One such surprise is Patrick Henry Bruce’s “Painting (Still Life)” that rivals a similar piece by Davis. In many ways I prefer the Bruce, which has a quiet energized classicism. Bruce’s “Painting” was completed in 1919, in the heat of the fray. Davis’ “Unfinished Business” was finished in 1962, toward the end of Davis’ career. Bruce was a much more important painter than Davis in 1919. He was a friend of Sonia and Robert Delaunay and possibly influenced the stark reductivism Matisse adopted in the ’30s for his large “Dance” murals. Unfortunately, Bruce, a descendant of Patrick Henry, killed himself in 1936. Though Davis achieved more and left a greater mark on American abstraction, Bruce deserves to be remembered.

I recall James Rosenquist remembering his teacher Edwin Dickinson, who said that the light was all off in New York studios, since north in New York City was not true north. If there is a northern light, it exists in Dickinson’s work, including “South Wellfleet Inn,” circa 1950-60. It is off every beaten track as a painting, coming close to a kind of obscurist realism. It is playful and morbid, like most of the work of Dickinson’s I have seen.

One cannot escape the fact that O’Keeffe’s “Dark Iris No. 2” and Hartley’s “Pre-War Pageant” eclipse most of the rest of the show, with the exception of Marin’s “Written Sea.” The Marin is one of the most restrained I have ever seen.

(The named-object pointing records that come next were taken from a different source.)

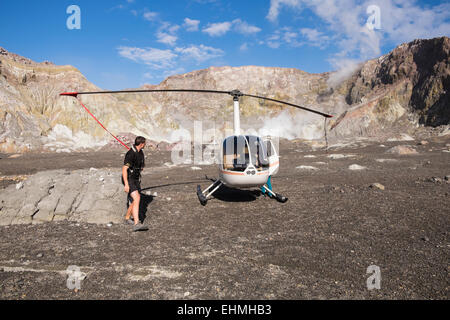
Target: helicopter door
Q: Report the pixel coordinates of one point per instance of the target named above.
(274, 160)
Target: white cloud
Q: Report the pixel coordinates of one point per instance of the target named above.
(275, 7)
(315, 37)
(155, 58)
(191, 25)
(217, 29)
(167, 33)
(244, 47)
(166, 38)
(244, 28)
(401, 21)
(169, 73)
(150, 15)
(200, 53)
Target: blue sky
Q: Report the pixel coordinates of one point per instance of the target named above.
(126, 43)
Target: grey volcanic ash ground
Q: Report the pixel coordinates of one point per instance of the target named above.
(349, 208)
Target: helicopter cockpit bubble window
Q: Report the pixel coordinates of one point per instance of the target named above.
(240, 151)
(235, 153)
(258, 152)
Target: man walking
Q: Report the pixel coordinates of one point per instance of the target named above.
(131, 177)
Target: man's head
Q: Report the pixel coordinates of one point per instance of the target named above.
(139, 142)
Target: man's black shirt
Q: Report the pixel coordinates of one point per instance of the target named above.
(135, 162)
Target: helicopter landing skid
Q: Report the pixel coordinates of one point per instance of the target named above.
(277, 196)
(201, 194)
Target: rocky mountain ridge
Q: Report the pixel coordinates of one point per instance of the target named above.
(400, 92)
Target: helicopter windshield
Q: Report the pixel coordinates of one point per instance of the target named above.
(240, 151)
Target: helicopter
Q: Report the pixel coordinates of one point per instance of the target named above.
(248, 160)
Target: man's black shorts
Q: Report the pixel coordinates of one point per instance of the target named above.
(135, 184)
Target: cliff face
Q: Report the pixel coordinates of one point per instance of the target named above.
(399, 90)
(415, 75)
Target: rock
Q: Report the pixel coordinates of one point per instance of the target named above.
(402, 150)
(377, 185)
(435, 180)
(306, 168)
(340, 156)
(356, 167)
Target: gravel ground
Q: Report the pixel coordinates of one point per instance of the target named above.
(242, 245)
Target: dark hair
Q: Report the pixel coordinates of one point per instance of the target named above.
(139, 140)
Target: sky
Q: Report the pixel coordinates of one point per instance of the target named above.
(120, 44)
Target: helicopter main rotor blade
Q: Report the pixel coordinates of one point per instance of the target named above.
(289, 104)
(234, 93)
(145, 90)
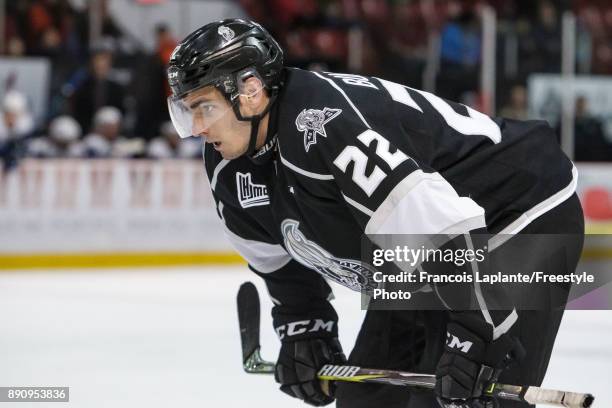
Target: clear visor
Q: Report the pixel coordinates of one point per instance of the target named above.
(199, 110)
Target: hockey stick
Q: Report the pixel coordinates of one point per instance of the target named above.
(248, 317)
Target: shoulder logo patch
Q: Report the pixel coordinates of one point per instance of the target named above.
(249, 193)
(227, 33)
(312, 123)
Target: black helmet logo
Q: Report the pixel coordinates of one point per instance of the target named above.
(173, 75)
(227, 33)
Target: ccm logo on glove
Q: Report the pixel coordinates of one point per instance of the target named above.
(303, 326)
(453, 341)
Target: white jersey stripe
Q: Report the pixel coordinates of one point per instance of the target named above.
(303, 172)
(220, 166)
(264, 257)
(400, 94)
(358, 206)
(521, 222)
(424, 203)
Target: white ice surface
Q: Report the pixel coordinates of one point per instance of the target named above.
(169, 338)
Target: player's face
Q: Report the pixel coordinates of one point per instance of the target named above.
(214, 120)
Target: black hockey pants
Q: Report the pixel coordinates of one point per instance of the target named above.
(413, 340)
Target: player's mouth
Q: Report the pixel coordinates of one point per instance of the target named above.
(216, 145)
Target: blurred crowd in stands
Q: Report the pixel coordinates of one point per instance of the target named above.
(108, 99)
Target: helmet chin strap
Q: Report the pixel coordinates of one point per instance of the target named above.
(255, 120)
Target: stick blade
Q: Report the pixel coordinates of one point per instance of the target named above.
(248, 318)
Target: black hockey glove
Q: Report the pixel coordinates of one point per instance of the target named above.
(469, 364)
(298, 363)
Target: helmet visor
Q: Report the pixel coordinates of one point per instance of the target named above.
(192, 116)
(196, 112)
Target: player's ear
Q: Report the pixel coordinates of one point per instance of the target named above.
(252, 95)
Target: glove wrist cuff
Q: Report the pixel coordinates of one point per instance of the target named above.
(307, 329)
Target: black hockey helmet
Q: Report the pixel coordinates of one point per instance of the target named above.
(224, 54)
(217, 52)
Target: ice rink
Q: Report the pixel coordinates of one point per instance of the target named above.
(169, 338)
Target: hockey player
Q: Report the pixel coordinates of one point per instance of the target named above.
(301, 164)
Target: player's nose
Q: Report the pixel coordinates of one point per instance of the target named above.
(199, 128)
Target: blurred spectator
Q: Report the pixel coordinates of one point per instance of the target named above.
(16, 125)
(97, 89)
(151, 86)
(15, 47)
(590, 143)
(106, 140)
(517, 106)
(60, 142)
(17, 121)
(541, 44)
(169, 146)
(459, 55)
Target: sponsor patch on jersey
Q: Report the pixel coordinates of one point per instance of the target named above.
(249, 193)
(227, 33)
(351, 273)
(312, 123)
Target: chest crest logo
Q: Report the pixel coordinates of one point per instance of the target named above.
(249, 193)
(351, 273)
(312, 122)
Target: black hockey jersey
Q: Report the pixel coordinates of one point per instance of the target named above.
(357, 155)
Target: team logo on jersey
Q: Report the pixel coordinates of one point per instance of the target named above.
(249, 193)
(351, 273)
(312, 123)
(227, 33)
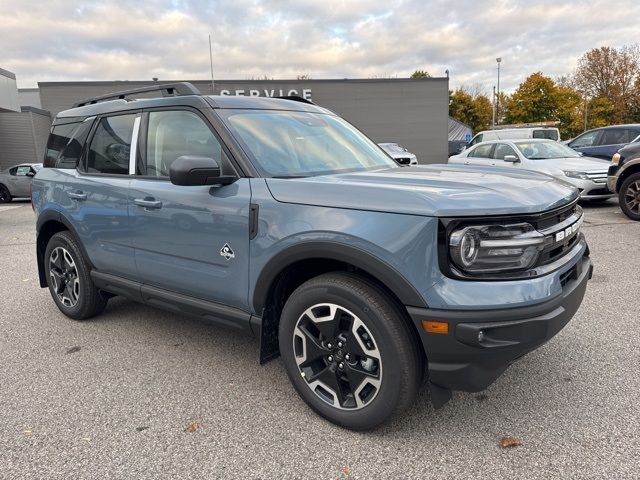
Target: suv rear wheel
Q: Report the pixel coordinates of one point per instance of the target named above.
(629, 197)
(5, 196)
(348, 350)
(69, 279)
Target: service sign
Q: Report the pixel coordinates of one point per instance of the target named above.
(272, 92)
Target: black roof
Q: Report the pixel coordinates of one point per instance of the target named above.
(120, 103)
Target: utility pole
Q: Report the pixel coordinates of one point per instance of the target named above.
(211, 62)
(499, 60)
(493, 110)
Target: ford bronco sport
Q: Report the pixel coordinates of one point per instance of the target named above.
(278, 218)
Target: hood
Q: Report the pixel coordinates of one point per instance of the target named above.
(580, 164)
(433, 190)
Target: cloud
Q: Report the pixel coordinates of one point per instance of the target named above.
(58, 40)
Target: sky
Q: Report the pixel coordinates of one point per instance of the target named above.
(58, 40)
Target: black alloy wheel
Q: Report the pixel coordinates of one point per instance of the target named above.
(629, 197)
(349, 350)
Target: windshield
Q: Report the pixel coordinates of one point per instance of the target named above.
(393, 148)
(300, 144)
(545, 150)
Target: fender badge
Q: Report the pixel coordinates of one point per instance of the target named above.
(226, 252)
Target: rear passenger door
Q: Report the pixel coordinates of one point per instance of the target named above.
(97, 193)
(193, 240)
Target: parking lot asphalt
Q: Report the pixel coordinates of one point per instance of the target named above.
(141, 393)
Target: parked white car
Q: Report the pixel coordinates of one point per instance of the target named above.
(399, 153)
(545, 156)
(523, 133)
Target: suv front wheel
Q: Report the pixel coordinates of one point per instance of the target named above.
(629, 197)
(348, 350)
(69, 279)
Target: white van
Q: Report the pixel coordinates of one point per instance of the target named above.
(550, 133)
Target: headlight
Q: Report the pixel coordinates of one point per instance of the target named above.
(580, 175)
(495, 248)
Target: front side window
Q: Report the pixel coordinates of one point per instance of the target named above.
(287, 143)
(586, 140)
(110, 145)
(175, 133)
(482, 151)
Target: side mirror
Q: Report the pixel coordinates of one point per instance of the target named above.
(190, 170)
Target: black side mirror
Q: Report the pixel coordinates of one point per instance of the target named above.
(190, 170)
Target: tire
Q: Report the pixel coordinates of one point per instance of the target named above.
(69, 279)
(629, 197)
(343, 318)
(5, 196)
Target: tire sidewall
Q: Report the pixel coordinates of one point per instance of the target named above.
(621, 196)
(387, 398)
(63, 240)
(7, 195)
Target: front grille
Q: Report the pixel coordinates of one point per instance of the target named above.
(599, 191)
(562, 229)
(598, 177)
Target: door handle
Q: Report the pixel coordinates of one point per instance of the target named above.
(80, 196)
(148, 202)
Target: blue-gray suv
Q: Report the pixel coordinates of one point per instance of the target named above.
(278, 218)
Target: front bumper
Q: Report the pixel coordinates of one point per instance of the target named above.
(464, 360)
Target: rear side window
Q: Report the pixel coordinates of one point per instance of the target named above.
(58, 139)
(110, 146)
(548, 134)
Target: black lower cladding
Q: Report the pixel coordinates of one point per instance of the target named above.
(480, 345)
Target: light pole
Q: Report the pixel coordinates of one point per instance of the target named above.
(499, 60)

It is more of a drawing than a painting, but masterful. The O’Keeffe and the Hartley are both at the center of their respective identities. O’Keeffe’s “Iris” is resplendently sensual. With Hartley, I quote Georgia O’Keeffe on his shows at Steichen’s gallery and say it’s “like a brass band in a small closet.”

Going into the tower where Matisse’s cutouts used to hang is now as Zen a place as I have been in D.C. It’s the home of several of Mark Rothko’s darkest work in as perfect an installation as possible. Somehow the off-rectangle of the tower with its high ceiling could not be a better setting.

The intermittent playing of Morton Feldman’s “Rothko Chapel” makes it complete. Feldman has written of his music that, “I envisioned an immobile procession not unlike the friezes on Greek temples.” A friend of mine recalled what Rothko said, on visiting a temple in Greece, “I’ve always been painting them, now I am in one.”

Darkness is not a metaphysical state much in favor these days. The medical industry is making huge amounts of money as a result. But facing darkness — and rendering it — is tough. Shostakovich did especially in his 14th and 15th quartets, as did Beethoven in his late quartets. In painting it is rarer. I recall Turner’s “Peace – Burial at Sea,” who, when he was questioned on the black sails he had painted, replied “I only wish I had any color to make them blacker.”

Reflecting on Rothko’s pictures, they do seem to me to bear some relation to Ad Reinhardt’s black paintings — though unlike Rothko, Reinhardt was ironic in his black pictures. Rothko is closer akin Gerard Manley Hopkins’ in his poem “Carrion Comfort”: “Of now done darkness I wretch lay wrestling with (my God!) my God.”

“American Modernism” runs through January 2, 2011.